Not so. Two days that arena show in Leeds in May, The Cribs brought their second pop era to an abrupt halt by beginning to tease new material in pretty esoteric fashion. When fans did get their hands on seven-inches of ‘Year of Hate’, which wasn’t initially made available online, it was scorching enough to suggest that the Albini project was close at hand. Less than three weeks ago, they announced the imminent release of 24-7 Rock Star Shit - the songs were finally here, and there were enough of them for a full album.

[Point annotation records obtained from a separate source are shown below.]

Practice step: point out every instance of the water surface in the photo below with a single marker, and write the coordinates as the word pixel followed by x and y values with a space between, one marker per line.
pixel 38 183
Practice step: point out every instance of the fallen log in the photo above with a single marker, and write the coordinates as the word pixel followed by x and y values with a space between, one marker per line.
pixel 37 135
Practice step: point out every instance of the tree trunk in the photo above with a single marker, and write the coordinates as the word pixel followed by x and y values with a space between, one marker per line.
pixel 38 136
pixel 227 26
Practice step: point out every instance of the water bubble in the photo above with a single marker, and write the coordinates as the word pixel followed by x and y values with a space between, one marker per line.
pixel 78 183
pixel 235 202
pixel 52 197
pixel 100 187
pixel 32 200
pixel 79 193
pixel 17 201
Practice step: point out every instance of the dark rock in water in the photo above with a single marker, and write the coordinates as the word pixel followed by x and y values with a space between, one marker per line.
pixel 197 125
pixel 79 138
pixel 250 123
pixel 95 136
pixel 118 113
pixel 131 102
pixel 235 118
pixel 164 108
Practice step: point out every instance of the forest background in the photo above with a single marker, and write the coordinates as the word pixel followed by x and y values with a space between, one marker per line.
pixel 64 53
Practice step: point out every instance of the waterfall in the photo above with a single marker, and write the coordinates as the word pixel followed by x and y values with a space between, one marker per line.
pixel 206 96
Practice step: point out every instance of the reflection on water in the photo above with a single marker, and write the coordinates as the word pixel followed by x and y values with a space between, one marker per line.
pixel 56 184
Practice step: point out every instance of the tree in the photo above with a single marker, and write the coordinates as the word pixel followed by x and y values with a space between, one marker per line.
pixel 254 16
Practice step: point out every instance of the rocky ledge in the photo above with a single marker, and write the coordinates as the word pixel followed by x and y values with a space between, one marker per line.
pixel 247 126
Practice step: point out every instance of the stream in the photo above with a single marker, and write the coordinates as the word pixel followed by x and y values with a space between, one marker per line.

Anyone with even a passing knowledge of how righteous this band is will know that the title suggests they’re on the sort of spiky, contrarian form that was always going to suit the Albini songs down to the ground, and that’s absolutely the case. Even by their own standards, the lack of posing or pretence on this LP is startling; it’s a raw, bare-bones affair with nothing in the way of embellishment. Opener ‘Give Good Time’ sets the tone; it’s miles from the hook-driven fare that dominated Sisters, instead lurching across barely-defined verse-chorus lines as Gary provides what might be his least varnished vocal ever on a Cribs track.
The two early singles are actually the most refined moments on the album, especially the latter with its old-fashioned rock stomper of a riff. They might be the only two tracks that inspire singalongs when the group tour the album; everything else’ll be a shoutlalong, or a roaralong, or a screechalong. The blueprint of the Ryan-penned ‘What Have You Done for Me?’ suggests that it could have easily followed in the more sedate, mellifluous footsteps of Brazen Bull B-side ‘Don’t Believe in Me’ or the last record’s ‘Simple Story’; under Albini’s stewardship, it’s a rough-around-the-edges tantrum.
There are points at which the group ease off of the throttle, but in some respects they actually serve to show up the sparse nature of the production even more. You can tell there was no interest in lending sheen to the stark vocals on the largely-acoustic ‘Sticks Not Twigs’, and the album’s most reflective moment, ‘Dead at the Wheel’, is an exercise in broken beauty - the strange marriage between Ryan’s sleepy vocal and a primitive synth line is far prettier than it should be, and towards the end, the melodic guitars that have been almost entirely absent to that point begin to creep back in. The restraint with which they’re used makes them all the more effective.
In the same way that every band that goes in to record with Albini knows precisely what to expect, a Cribs album produced by him was never going to be an especially mysterious prospect, and so it proves on 24-7 Rock Star Shit, which takes the lo-fi aesthetic of their first two LPs and drags it kicking and screaming into 2017 - precisely as you might have guessed it would. That isn’t to say that there aren’t intricacies waiting to be found on repeat listens, or that it’s ever too one-track; the changes of pace are clever and pleasing. Melody largely goes out of the window, though, and those more casual followers who packed houses up and down the country for the Men’s Needs tour are unlikely to take this one so closely to heart. And neither should they - on honest-to-god punk records like this one, there’s never room for compromise.